Y, sin embargo, para mí no hay mejor programa que  pasar la noche en un hotel. Idealmente, uno nuevo, al que me toque estrenar: me pasó el año pasado,  en el por entonces flamante Mundo Imperial. También este año, en  The Grand, en Punta del Este. Un hotel con nombre pretencioso que, sin embargo, adoré. Nuevo -aunque no me tocó inaugurarlo-, con un diseño que permite que todas sus habitaciones den al mar. Sus amenities son Acqua di Parma, un detalle que aprecié.
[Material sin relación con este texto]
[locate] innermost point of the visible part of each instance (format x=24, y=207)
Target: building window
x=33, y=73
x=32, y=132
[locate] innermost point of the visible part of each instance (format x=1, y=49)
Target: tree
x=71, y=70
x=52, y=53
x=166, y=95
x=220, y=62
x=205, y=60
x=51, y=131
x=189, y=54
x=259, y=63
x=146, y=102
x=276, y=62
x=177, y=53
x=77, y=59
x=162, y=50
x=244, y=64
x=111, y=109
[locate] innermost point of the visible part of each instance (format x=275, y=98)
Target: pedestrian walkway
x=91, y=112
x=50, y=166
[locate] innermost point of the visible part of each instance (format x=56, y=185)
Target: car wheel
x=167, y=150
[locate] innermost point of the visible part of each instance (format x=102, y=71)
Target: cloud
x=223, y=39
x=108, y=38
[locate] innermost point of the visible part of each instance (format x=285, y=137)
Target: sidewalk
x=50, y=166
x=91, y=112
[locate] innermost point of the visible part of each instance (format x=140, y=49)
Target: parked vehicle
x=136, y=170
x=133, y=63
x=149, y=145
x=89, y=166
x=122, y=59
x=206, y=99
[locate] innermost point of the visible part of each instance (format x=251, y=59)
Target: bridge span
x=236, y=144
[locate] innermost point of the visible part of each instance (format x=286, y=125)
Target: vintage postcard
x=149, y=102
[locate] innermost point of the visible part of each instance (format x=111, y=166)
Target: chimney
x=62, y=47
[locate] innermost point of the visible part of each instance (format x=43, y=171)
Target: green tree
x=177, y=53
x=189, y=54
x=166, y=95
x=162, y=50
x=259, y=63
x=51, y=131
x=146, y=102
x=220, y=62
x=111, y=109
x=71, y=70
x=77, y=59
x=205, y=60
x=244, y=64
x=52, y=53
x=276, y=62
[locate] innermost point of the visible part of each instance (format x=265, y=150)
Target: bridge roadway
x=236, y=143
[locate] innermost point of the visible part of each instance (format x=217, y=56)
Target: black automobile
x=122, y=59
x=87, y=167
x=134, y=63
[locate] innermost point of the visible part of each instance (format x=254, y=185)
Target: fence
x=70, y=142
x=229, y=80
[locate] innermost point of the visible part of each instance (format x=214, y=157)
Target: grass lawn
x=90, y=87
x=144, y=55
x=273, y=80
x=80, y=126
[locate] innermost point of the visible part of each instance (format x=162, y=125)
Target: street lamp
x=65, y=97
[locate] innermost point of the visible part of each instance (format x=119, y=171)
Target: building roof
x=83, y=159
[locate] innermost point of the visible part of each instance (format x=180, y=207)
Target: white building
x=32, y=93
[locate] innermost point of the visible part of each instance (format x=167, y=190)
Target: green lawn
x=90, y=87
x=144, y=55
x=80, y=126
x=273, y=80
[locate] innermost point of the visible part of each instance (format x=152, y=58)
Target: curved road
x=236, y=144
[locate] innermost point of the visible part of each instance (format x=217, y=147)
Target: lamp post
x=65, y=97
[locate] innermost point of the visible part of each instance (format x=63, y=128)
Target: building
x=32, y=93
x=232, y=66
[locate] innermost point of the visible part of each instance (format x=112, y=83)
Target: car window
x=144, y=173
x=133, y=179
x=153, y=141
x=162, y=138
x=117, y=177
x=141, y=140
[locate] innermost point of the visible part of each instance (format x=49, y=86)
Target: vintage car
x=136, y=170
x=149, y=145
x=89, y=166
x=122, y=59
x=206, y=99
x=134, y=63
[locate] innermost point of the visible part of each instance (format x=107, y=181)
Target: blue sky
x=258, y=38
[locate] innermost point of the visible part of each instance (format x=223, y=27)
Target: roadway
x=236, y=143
Pero, amenities al margen, ¿qué explicación tiene que una persona obsesionada con la limpieza de una recámara previamente habitada por miles de extraños pernocte en un lugar que tal vez presente un abanico de posibilidades de contagio? No lo sé. Sólo puedo decir que parte de mi práctica de viajera consiste en cambiar por unos días mi habitual escenografía por una nueva experiencia que empieza, siempre, y no antes, cuando entro en un cuarto de hotel. Por lo general, el ritual es el mismo: espero que el botones se vaya, arrojo mi equipaje a un costado, y empiezo a inspeccionar cada rincón de la habitación. Lo más urgente es examinar qué tal es la vista desde la ventana…  Luego, cuáles son los productos de tocador que me esperan. Me fijo si habrá cargador para el Ipod. ¿Se ofrece bar de almohadas? ¿Agua mineral de cortesía? Examino el minibar: aunque no suelo consumir nada -por sus precios, a veces delirantes, no porque no tome-, me gusta ver qué bebidas habría a mano si llegara a necesitarlas. Abro el placard… el detalle de la luz que se prende al abrir la puerta siempre es bienvenido, así como la plancha , y una buena cantidad de perchas. Prendo el televisor y tanteo con el control -previamente envuelto en una ziploc- hasta que doy con lo que busco: CNN, el canal con la suficiente globalidad como para tranquilizarme en un lugar extraño, pero excitante.